Monday 24 April 2017

ARRIBA, ARRIBA!!




 
Flavours from around the world continue to intrigue me - hot smoked paprika  one of my current favourites, adding a fiery hue and  fierce heat to recipes.  Combined with cumin, chilli and aromatic coriander from the garden it adds an  authentic flavour to these pork and chorizo enchiladas.   Although they are not aesthetically pleasing  I can guarantee that there is certainly more to them than meets the eye turning your average nightime dinner into something of a fiesta!

https://www.bbcgoodfood.com/recipes/pork-chorizo-enchiladas

I use just one pack of wraps and then halve the amount of peppers, beans, chorizo and passata but I still add the same amount of pork mince.   I tend not to use the whole tub of crème fraiche either. However that still gives enough to freeze two large portions for another day! 







Tuesday 11 April 2017

FILL YOUR BOOTS!



 
Fill your boots with this Hairy Bikers' Minced Beef Wellington.

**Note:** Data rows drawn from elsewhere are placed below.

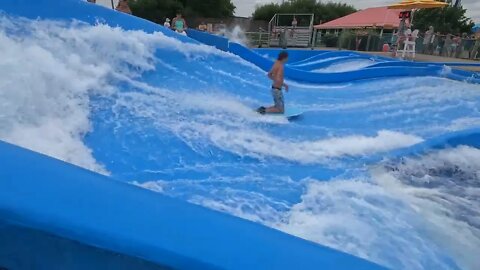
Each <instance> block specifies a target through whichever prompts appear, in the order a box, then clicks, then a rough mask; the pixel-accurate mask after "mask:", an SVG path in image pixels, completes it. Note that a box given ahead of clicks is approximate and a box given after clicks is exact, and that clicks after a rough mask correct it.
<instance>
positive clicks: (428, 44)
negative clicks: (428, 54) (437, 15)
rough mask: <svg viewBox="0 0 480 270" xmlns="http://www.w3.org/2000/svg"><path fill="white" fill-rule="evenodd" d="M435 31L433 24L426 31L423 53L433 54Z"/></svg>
mask: <svg viewBox="0 0 480 270" xmlns="http://www.w3.org/2000/svg"><path fill="white" fill-rule="evenodd" d="M434 35H435V31H434V30H433V26H430V27H429V28H428V30H427V31H426V32H425V36H424V37H423V51H422V53H423V54H432V51H433V49H432V45H433V39H434Z"/></svg>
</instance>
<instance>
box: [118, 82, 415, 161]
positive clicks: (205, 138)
mask: <svg viewBox="0 0 480 270" xmlns="http://www.w3.org/2000/svg"><path fill="white" fill-rule="evenodd" d="M157 91H164V90H160V89H157ZM165 96H168V97H169V100H166V99H165ZM124 98H125V100H124ZM217 100H222V102H217ZM172 104H174V106H175V107H176V113H172V111H174V110H173V109H171V107H172ZM117 105H118V106H122V107H123V106H124V107H128V108H130V110H131V111H132V112H133V113H134V114H136V115H138V116H147V117H148V118H151V119H152V121H154V123H155V124H156V125H158V126H159V127H161V128H162V129H163V128H166V129H168V130H171V131H172V132H173V133H175V134H176V135H177V136H178V137H180V138H183V140H184V141H186V142H188V143H189V144H190V145H192V146H193V145H197V144H199V145H202V149H204V148H205V147H207V145H208V144H210V145H214V146H216V147H218V148H220V149H223V150H225V151H228V152H232V153H235V154H237V155H239V156H251V157H257V158H281V159H285V160H289V161H295V162H300V163H320V162H325V161H326V160H327V159H330V158H340V157H344V156H362V155H367V154H373V153H378V152H385V151H389V150H392V149H396V148H401V147H407V146H410V145H413V144H416V143H419V142H421V141H422V139H421V138H419V137H417V136H414V135H408V134H403V133H401V132H395V131H389V130H381V131H379V132H378V133H377V134H376V135H374V136H362V135H352V136H345V137H332V138H323V139H319V140H303V141H302V140H293V139H285V138H281V137H278V136H276V135H275V134H270V133H268V132H266V131H265V130H264V129H263V128H261V127H258V126H257V125H255V124H256V123H259V122H277V123H288V122H287V120H286V119H282V118H281V117H271V118H268V117H262V116H259V115H258V114H256V113H255V112H253V110H252V109H251V108H250V107H247V106H245V105H244V102H241V101H240V100H238V99H237V98H233V97H229V96H228V95H222V94H219V93H214V92H212V91H209V93H208V94H207V93H201V91H200V93H191V92H187V93H181V92H176V93H172V92H170V93H168V94H162V95H161V96H159V97H155V96H151V95H144V94H141V93H128V94H125V95H122V96H121V98H120V100H119V102H117ZM166 115H168V116H169V117H165V116H166ZM206 143H207V144H206Z"/></svg>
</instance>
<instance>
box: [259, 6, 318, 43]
mask: <svg viewBox="0 0 480 270" xmlns="http://www.w3.org/2000/svg"><path fill="white" fill-rule="evenodd" d="M314 16H315V15H314V14H313V13H290V14H289V13H277V14H275V16H273V18H272V19H271V20H270V22H269V23H268V33H269V37H268V45H269V46H270V47H305V48H306V47H309V46H310V44H311V43H312V33H313V19H314ZM294 18H296V20H297V25H294V24H292V22H293V21H294Z"/></svg>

  I can't find a link to the recipe but I fiddle around with it a little anyway.  A few good handfuls of sage and parsley from the garden
accompany 500 grams  of mince.


 Add a chopped onion, garlic,  an egg and a good shake of the ketchup bottle.
 

 
  Wrap in a pack of Aldi's puff pastry. 
 
 
 
 
 Cook at 200 degrees (180 degrees fan) for 40 minutes.
  
   A little cabbage on the side and some rich gravy delivers a slice of comfort which might be tempting now that the warm weather has disappeared again!